A President for private equity?

As New Yorkers get ready to head to the polls for their state’s primary elections, we ask who you would vote for – and provide a recap of the candidates’ positions on one campaign trail talking point: carried interest taxation.

New Yorkers will be heading to the polls next week to have their say on the main political parties’ nominees for President. That means a large number of private equity professionals will be casting their vote.

New York operates closed primaries – the state’s residents may only vote for their own party’s candidates – but we’re running an open primary of our own to take the industry’s pulse. Click here to vote; results will be revealed next week.

While we can’t tell you which way to vote, we can offer some guidance around one of the few concrete policy areas that has a direct effect on private equity: the taxation of carried interest.

In the US, carry is currently taxed at the capital gains rate of 20 percent (23.8 percent including the Medicare surtax). If it were to be taxed at the current highest ordinary income tax rate, or 39.6 percent, it would bring more than $15 billion in extra tax revenue between 2016 and 2025, Congress’s joint committee on taxation disclosed in September.

Carry’s tax designation has been a talking point on Capitol Hill for many years – with bills repeatedly introduced and defeated in Congress. It’s also been an easy target in past presidential elections with pundits happy to skip the nuance and stick to soundbites of the ‘Wall Street vs. Main Street’ variety.

This US election cycle has been no different. Carry tax is a political football and has been kicked/thrown in different directions by all five front-runners.
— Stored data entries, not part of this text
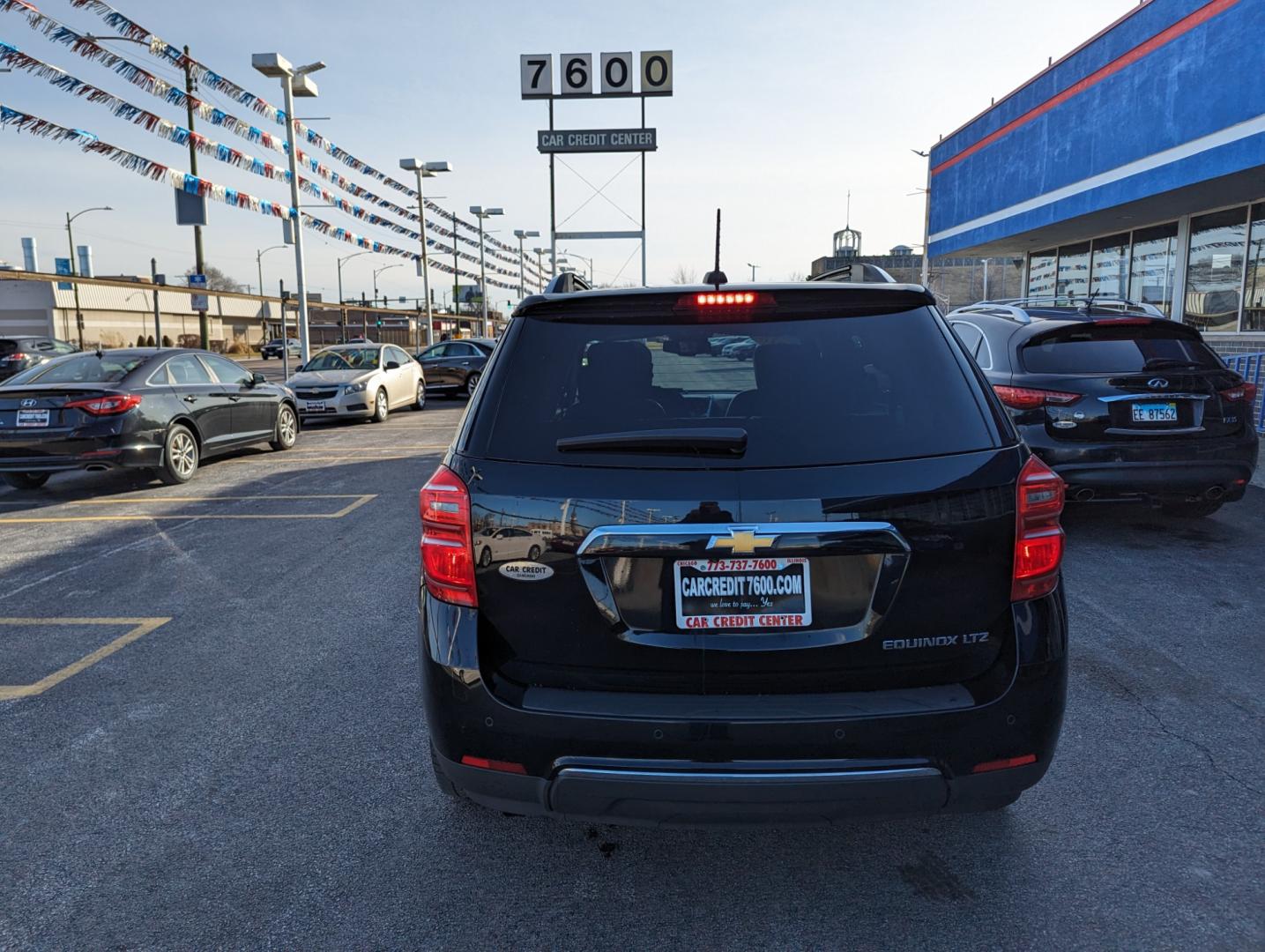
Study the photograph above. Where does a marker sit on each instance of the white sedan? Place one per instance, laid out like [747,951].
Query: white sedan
[362,381]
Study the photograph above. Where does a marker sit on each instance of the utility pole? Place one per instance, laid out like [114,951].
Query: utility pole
[199,262]
[153,277]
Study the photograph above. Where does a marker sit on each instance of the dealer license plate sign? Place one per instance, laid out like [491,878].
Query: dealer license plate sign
[1155,413]
[730,594]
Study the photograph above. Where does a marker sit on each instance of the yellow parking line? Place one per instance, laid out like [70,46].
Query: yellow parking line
[357,502]
[142,628]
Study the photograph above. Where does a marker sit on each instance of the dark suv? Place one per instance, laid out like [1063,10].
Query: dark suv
[819,584]
[1117,399]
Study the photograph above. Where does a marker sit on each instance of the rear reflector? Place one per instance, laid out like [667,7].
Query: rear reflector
[1021,762]
[1031,398]
[1244,390]
[105,406]
[1038,533]
[447,539]
[505,766]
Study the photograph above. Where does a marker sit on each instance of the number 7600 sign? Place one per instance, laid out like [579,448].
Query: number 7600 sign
[614,72]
Here – in alphabetical order – is what each candidate has said they would do about taxing carried interest:

Hillary Clinton (D) has criticised private equity and hedge fund managers for paying “lower tax rates than nurses or the truckers” and has herself been criticised for accepting paid speaking engagements at private equity events run by the likes of Carlyle Group and KKR. Her tax plan calls for taxing carried interest as ordinary income, or 39.6 percent instead of the current 23.8 percent.
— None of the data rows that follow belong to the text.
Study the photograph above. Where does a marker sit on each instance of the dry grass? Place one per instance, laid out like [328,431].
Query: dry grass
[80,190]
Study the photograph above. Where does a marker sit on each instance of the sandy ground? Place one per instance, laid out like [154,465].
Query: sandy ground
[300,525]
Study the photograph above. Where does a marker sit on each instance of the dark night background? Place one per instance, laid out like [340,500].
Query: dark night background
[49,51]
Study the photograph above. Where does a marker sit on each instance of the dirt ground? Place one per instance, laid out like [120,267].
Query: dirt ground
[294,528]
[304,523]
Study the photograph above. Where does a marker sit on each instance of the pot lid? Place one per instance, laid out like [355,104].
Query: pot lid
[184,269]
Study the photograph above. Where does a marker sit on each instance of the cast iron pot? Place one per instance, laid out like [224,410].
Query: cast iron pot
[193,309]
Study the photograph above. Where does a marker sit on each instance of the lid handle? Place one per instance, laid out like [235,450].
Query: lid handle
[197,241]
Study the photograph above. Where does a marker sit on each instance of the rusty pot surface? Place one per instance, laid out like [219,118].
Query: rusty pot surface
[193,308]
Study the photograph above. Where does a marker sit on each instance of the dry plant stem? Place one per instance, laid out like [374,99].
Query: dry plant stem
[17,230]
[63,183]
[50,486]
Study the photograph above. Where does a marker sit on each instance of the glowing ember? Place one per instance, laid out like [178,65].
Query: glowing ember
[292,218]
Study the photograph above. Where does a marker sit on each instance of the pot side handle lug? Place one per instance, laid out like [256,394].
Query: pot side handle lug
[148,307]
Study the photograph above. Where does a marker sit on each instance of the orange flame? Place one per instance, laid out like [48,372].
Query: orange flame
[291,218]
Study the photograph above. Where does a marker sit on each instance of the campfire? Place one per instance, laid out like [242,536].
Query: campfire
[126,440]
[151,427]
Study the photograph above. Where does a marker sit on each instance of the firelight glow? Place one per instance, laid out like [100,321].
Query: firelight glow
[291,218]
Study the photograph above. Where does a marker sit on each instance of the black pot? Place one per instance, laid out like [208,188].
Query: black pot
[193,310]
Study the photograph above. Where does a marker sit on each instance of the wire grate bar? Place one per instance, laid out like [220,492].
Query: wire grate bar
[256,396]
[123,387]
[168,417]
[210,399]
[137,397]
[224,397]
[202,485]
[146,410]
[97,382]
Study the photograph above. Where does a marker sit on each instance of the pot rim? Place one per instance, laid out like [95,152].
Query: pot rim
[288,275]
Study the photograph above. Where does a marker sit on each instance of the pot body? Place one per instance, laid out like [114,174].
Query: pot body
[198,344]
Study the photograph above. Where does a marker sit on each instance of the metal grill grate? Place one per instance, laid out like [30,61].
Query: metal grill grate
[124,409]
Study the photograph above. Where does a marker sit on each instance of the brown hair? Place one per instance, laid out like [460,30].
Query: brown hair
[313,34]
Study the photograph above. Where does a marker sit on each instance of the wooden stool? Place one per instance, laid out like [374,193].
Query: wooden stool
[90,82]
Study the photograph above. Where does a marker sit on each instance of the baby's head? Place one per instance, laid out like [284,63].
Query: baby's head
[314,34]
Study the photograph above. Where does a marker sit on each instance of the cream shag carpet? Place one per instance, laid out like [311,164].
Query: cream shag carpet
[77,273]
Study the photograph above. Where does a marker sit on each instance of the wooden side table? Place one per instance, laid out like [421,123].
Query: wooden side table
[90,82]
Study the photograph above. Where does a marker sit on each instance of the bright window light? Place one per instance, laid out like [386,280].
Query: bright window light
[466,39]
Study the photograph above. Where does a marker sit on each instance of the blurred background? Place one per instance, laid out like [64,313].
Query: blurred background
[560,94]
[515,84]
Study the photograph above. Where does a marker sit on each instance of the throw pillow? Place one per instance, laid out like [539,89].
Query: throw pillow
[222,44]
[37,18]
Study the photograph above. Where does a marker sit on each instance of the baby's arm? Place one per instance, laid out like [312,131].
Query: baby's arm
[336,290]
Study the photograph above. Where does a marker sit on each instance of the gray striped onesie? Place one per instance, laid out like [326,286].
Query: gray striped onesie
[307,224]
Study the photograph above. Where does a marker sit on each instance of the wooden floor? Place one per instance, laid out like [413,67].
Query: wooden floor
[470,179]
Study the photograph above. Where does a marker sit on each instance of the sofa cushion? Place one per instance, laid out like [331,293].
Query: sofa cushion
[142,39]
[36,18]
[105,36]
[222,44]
Ted Cruz (R) would decrease the rate on capital gains to 10 percent and supports a flat rate of 10 percent on all ordinary income, which would also lower the tax on management fees, currently taxed as ordinary income.

John Kasich (R), a former investment banker at Lehman Brothers, has said that he would lower the tax on capital gain to 15 percent from 20 percent.

Bernie Sanders (D) would, like Clinton, tax carried interest as ordinary income, mainly to pay for a proposed $5.5 billion youth job programme that he claims would create 1 million jobs for disadvantaged young Americans. He also plans to establish four new brackets for the taxation of ordinary income, with the highest being 52 percent.

Donald Trump (R)’s plan for carry tax is potentially the most confusing of our candidates. He has said he wants to tax carried interest as ordinary income, but he also wants to lower the highest tax rate on ordinary income to 25 percent from 39.6 percent. This would effectively increase carry tax by 1.2 percent, while at the same time lowering the tax on the management fee to 25 percent. It seems to be the hedge fund world he takes most issue with, though, having said the “hedge fund guys” are “getting away with murder” by paying “nothing in taxes”.

Whether any of them will try to implement these policies – let alone be successful in doing so – when push comes to shove is arguable. But armed with this clear insight into what is admittedly just one area of the debate, we urge you to express your views on who you would most like to see in the White House and who you believe would be the best candidate for the private equity industry.